To demonstrate progress, every five years countries are expected to report on their emissions. But because there are no enforcement mechanisms to ensure that the targets they set are met, the systems have problems. In addition, as of 2021, none of the signatory nations have provided a full accounting of GHGs to the UN, and 52 of the nations have not submitted any emission numbers for the past 10 years.
Climate TRACE Creates Global GHG Inventory
Unfortunately, the UN has been willing to accept the numbers it receives, and there has not been any way to independently check the emission claims from nations and corporations. At the recent climate conference in Egypt (COP27), this changed as an independent group called Climate TRACE created a system that monitors sources such as coal mines, oil fields and refineries, transportation systems, power stations, and industrial facilities to determine emissions of both CO2 and methane.

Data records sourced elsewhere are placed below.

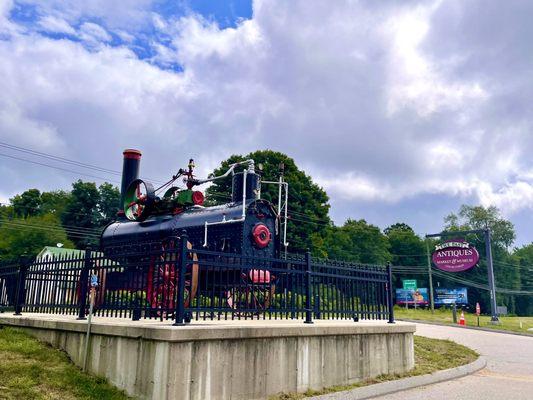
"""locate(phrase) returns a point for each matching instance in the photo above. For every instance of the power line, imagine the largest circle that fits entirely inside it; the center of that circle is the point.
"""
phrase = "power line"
(90, 231)
(57, 158)
(22, 227)
(59, 168)
(85, 214)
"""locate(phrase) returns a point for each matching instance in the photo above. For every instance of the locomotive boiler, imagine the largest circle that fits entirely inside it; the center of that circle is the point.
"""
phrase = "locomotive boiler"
(154, 219)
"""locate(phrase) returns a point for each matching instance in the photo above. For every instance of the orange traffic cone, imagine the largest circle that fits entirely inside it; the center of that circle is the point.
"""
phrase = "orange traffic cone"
(462, 320)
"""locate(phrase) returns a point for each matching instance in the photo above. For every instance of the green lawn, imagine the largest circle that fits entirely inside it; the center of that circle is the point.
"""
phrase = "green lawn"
(430, 355)
(30, 369)
(445, 316)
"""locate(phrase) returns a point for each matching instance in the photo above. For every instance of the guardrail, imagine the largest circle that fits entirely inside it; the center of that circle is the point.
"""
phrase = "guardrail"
(181, 283)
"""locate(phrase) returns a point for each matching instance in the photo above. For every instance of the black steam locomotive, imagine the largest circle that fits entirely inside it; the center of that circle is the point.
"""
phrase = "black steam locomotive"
(247, 226)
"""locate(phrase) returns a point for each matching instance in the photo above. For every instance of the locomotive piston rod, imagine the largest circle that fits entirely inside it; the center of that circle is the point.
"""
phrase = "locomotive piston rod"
(285, 186)
(243, 215)
(211, 178)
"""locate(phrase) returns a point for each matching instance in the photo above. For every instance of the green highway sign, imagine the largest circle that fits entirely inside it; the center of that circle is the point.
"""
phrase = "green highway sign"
(409, 284)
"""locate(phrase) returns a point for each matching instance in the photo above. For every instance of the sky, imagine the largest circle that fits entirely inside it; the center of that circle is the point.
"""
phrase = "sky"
(401, 110)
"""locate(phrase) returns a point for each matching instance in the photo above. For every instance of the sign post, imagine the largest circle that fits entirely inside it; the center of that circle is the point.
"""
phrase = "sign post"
(492, 285)
(431, 298)
(409, 284)
(465, 260)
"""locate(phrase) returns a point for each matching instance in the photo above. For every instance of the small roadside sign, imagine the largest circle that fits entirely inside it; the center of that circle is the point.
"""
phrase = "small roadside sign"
(409, 284)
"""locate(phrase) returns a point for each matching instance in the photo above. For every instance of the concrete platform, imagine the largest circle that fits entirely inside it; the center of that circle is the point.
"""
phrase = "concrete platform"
(227, 359)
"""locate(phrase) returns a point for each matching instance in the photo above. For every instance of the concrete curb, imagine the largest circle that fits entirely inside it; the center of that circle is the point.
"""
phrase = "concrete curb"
(419, 321)
(380, 389)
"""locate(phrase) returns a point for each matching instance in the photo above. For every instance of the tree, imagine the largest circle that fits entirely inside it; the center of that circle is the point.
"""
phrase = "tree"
(29, 235)
(506, 271)
(27, 204)
(54, 202)
(408, 250)
(357, 241)
(308, 203)
(82, 211)
(478, 217)
(524, 258)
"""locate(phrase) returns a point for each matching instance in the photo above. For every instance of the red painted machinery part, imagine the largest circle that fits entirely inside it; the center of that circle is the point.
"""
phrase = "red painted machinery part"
(132, 153)
(197, 198)
(261, 235)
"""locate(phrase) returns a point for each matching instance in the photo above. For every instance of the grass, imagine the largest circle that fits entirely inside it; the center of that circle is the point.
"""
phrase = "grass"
(444, 316)
(30, 369)
(431, 355)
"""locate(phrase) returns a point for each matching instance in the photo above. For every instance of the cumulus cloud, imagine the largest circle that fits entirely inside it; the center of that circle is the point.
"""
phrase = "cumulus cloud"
(56, 25)
(381, 102)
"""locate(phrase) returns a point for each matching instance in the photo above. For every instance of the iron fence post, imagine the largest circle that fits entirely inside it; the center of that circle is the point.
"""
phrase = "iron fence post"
(84, 282)
(308, 289)
(180, 303)
(21, 283)
(389, 294)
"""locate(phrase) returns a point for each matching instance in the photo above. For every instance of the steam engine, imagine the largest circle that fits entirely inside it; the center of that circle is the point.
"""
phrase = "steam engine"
(246, 225)
(152, 224)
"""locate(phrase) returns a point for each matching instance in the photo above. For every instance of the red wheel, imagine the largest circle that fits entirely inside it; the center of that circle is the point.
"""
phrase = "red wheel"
(261, 235)
(250, 299)
(163, 277)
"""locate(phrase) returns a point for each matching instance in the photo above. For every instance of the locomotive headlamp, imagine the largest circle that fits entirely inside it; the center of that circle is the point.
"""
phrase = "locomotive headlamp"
(197, 198)
(261, 235)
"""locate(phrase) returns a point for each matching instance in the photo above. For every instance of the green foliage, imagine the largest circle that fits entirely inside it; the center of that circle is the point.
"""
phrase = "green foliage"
(90, 207)
(82, 210)
(27, 204)
(407, 250)
(524, 259)
(479, 217)
(506, 271)
(308, 203)
(33, 370)
(35, 219)
(357, 241)
(29, 235)
(109, 198)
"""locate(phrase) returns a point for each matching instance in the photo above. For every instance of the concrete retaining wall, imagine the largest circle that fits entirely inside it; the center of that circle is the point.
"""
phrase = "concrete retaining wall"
(228, 361)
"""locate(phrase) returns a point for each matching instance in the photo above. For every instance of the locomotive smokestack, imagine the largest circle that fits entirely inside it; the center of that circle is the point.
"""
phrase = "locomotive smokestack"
(253, 186)
(130, 172)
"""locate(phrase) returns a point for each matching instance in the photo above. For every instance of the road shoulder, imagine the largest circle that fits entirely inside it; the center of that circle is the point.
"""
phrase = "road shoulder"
(398, 385)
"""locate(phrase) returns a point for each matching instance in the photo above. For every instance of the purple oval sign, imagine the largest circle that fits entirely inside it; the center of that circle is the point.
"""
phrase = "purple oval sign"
(455, 256)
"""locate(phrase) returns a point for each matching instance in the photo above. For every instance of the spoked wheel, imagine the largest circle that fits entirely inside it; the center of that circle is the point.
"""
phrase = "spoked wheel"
(138, 200)
(162, 280)
(249, 299)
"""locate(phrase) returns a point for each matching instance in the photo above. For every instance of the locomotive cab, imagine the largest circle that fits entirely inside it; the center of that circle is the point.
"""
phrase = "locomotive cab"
(247, 226)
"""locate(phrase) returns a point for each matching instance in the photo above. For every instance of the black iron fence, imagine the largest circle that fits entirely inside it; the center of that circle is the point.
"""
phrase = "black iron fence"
(181, 283)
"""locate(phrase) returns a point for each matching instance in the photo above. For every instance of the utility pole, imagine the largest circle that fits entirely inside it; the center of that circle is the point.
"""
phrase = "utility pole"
(431, 299)
(492, 284)
(490, 266)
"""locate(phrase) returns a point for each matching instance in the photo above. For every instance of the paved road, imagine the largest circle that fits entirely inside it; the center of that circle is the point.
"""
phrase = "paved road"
(509, 372)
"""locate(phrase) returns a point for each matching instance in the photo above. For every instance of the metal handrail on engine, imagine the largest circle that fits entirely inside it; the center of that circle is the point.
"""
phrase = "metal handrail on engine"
(243, 215)
(285, 185)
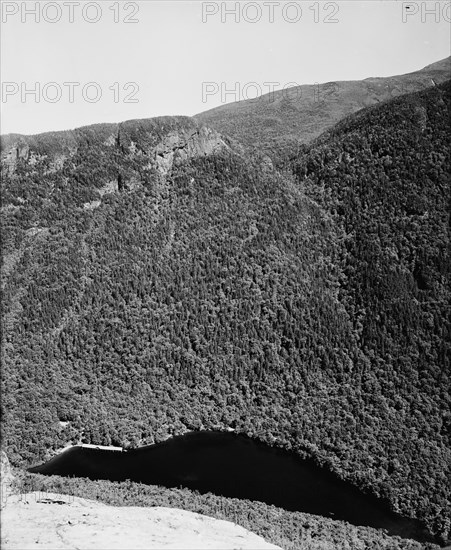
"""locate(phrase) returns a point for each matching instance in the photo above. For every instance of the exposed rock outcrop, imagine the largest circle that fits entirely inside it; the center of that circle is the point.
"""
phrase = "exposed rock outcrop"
(48, 520)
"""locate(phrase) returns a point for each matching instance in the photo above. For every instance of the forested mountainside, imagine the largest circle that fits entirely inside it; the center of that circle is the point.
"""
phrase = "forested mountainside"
(278, 121)
(157, 278)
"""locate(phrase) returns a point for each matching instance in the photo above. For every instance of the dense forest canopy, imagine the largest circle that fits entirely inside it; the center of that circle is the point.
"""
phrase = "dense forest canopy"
(280, 120)
(157, 278)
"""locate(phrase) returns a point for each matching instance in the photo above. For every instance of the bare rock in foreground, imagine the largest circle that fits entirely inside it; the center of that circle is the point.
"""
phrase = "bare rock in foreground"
(49, 520)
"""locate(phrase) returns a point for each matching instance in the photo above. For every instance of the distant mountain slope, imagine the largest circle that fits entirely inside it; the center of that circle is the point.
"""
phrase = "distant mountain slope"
(383, 176)
(284, 118)
(63, 521)
(158, 278)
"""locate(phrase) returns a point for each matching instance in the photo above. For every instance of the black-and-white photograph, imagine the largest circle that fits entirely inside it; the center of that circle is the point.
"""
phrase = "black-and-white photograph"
(225, 274)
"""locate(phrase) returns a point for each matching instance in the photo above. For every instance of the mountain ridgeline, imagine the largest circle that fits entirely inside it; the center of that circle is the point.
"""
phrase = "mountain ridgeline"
(158, 278)
(281, 120)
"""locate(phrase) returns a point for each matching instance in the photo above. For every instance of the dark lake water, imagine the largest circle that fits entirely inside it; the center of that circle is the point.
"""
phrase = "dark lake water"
(235, 466)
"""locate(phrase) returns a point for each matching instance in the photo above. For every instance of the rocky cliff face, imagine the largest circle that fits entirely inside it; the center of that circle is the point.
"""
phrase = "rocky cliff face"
(161, 142)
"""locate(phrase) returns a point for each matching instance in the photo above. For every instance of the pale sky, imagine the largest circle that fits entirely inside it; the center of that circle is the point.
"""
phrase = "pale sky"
(175, 48)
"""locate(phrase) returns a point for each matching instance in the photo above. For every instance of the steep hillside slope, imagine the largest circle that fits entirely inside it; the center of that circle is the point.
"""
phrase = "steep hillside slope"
(158, 279)
(278, 121)
(383, 177)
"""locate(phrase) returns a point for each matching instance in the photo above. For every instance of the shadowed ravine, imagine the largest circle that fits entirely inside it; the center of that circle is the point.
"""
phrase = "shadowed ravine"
(235, 466)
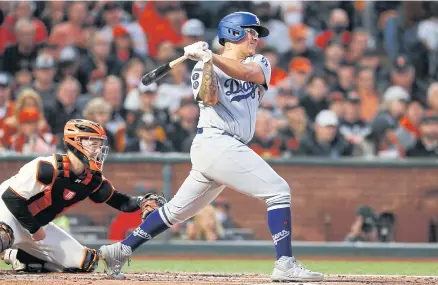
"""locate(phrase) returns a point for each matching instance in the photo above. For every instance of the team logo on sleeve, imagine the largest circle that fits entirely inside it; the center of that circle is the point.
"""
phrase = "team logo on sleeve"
(238, 90)
(68, 194)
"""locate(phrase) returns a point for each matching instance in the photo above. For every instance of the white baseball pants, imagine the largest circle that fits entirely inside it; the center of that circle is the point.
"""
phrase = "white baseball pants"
(218, 161)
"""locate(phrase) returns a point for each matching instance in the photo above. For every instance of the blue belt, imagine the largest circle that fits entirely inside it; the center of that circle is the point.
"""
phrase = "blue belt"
(201, 130)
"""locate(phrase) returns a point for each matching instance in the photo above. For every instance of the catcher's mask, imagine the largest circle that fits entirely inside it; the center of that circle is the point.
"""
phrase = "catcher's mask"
(87, 140)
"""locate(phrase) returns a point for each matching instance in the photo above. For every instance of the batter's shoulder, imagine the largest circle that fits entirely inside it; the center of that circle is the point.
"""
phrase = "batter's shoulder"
(198, 67)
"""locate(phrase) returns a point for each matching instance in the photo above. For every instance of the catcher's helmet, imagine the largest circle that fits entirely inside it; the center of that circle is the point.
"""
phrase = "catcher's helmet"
(232, 27)
(92, 155)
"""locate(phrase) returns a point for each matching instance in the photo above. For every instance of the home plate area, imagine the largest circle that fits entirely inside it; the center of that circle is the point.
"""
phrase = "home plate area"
(10, 278)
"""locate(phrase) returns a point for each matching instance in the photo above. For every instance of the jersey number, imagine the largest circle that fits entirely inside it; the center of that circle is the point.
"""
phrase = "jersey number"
(265, 62)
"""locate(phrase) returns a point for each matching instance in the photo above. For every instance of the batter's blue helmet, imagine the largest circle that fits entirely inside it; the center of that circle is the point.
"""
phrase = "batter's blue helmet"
(232, 27)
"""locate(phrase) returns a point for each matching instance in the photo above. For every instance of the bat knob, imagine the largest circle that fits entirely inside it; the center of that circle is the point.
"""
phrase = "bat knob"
(148, 78)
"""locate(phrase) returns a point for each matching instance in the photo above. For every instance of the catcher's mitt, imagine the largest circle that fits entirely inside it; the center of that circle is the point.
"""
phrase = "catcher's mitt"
(149, 203)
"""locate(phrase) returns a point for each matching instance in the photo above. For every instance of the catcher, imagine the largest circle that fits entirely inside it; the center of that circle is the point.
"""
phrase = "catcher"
(45, 187)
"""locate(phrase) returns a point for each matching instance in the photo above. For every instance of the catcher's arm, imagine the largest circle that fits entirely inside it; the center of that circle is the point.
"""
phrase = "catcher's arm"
(123, 202)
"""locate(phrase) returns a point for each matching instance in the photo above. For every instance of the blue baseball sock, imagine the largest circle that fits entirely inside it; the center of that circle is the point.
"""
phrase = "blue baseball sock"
(279, 222)
(152, 226)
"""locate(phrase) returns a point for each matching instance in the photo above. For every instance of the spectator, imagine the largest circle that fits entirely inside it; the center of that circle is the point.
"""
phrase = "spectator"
(277, 73)
(300, 70)
(427, 28)
(409, 131)
(162, 21)
(283, 98)
(99, 111)
(333, 55)
(337, 28)
(183, 129)
(346, 74)
(123, 47)
(192, 31)
(27, 98)
(132, 73)
(365, 83)
(432, 98)
(297, 127)
(6, 105)
(28, 138)
(64, 107)
(69, 63)
(21, 55)
(277, 28)
(352, 126)
(146, 140)
(394, 106)
(315, 101)
(172, 92)
(71, 33)
(53, 14)
(358, 45)
(22, 10)
(113, 20)
(99, 61)
(427, 145)
(299, 35)
(336, 103)
(165, 52)
(364, 227)
(44, 73)
(265, 142)
(324, 140)
(205, 226)
(147, 109)
(23, 78)
(370, 59)
(403, 75)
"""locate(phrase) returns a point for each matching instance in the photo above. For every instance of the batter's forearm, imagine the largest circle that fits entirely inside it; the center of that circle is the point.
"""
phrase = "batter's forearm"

Using data from more than 300 satellites; 11,000 air, sea, and land-based sensors; and large amounts of additional commercially available information, Climate TRACE has created a global GHG inventory of more than 72,000 individual sites worldwide from 2015 through 2021. These sites include individual power plants, steel mills, oil and gas fields, refineries, coal mines, and aluminum and cement plants, as well as road networks, airports, agricultural resources, and even individual container ships and sea-going tankers.
Artificial Intelligence Grows More Precise as Data Is Added
Climate TRACE is made up of 10 coalition members, and the GHG inventory it created uses data from more than 90 other researchers and contributing organizations. Using artificial intelligence (AI) data patterns and slight differences in satellite imagery, GHG emissions are analyzed and calculated from individual sources around the globe. These emission levels are independent of the reported GHG emissions from nations, corporations, and individual facilities. As more data is used to create the inventory, the AI and machine learning models become increasingly precise.
Climate TRACE has made the information and its underlying data available on its website at no charge. The site allows the examination of the data by 20 different types of industries as well as by examining specific locations.
Oil and Gas Emissions Findings Prove Distressing
Using the Climate TRACE website, some alarming information can be uncovered. The top 500 GHG emissions sources accounted for 14 percent of global emissions in 2021 but made up less than 1 percent of the total facilities examined. In other words, these top individual sites produced more emissions than the entire United States in 2021. Electric power plants created more than half of these global emissions, while 26 of the 50 largest emission sources resulted from oil and natural gas fields and the transportation and refining of these fossil fuels.
The oil and gas findings are particularly distressing when it comes to limiting increases in global temperature to less than 2 degrees C. Climate TRACE has found through its direct measurements that the oil and gas emissions that top-producing countries report to the UN are a third less than the actual GHG emissions from these sources. Clearly, up until now, with no capability to measure actual emissions, there has been no real ability to regulate or hold the oil and gas industry accountable.
Climate TRACE’s world map indicates sources of GHG emissions. Image used courtesy of Climate TRACE
Climate TRACE Website Shows Scale of Challenges
The Climate TRACE website is particularly fascinating since examining local emission sources (airports and landfills are big) brings a better understanding of the scale of the challenges faced. The site is too complex to operate on a cell phone and needs the graphic power of a laptop or desktop computer to be used.
On a global scale, it is easily seen for example how the emissions of North America, Asia, and Europe dwarf all of central and southern Africa. Looking at various regions by different industrial sectors also provides an interesting glimpse at how wealth and natural resource extraction are distributed.
Climate TRACE plans to add its 2022 data shortly and plans to use its AI system to expand and refine the emission data from every industrial sector. With Climate TRACE, there is finally a tool that can be used to hold the world’s biggest emitters accountable and to develop plans to reduce overall emissions, sector by sector.